Of the 270 moon rocks given to nations around the world as gifts, Gutheinz said 160 are unaccounted for, stolen or lost. Another 18 moon rocks from Apollo 11 and six from Apollo 17, gifted to US states, also are unaccounted for or missing.

The latest moon rock recovered was tracked by Sandy Shelton, one of Gutheinz’s former students. The West Virginia rock was in possession of Robert Conner a retired dentist, who had acquired the rock following the death of his brother who was the former business partner of former West Virginia Governor Arch A. Moore, Jr. Upon coming across a news report about the missing rock, Robert Conner decided to return the rock.

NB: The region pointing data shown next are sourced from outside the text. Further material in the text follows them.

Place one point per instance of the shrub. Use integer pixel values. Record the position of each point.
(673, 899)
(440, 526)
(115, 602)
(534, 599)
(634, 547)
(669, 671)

“I am very pleased that I was able to give back to West Virginia what was rightfully theirs, and to know that the young generation will have a piece of history to look at from the moon,” said Shelton, who lives in Minneapolis.

Other cases include the one recovered among Bill Clinton’s gubernatorial items which yielded the Arkansas moon rock and the Alaska rock which is now part of a court battle. The Missouri rock was found among boxes of things when former Gov. Kit Bond retired from the US Senate.

The late Libyan dictator Muammar Gaddafi’s US moon rock remains lost. There’s also evidence a grandson of the late Spanish dictator Francisco Franco has tried to sell his grandfather’s US gift in Switzerland.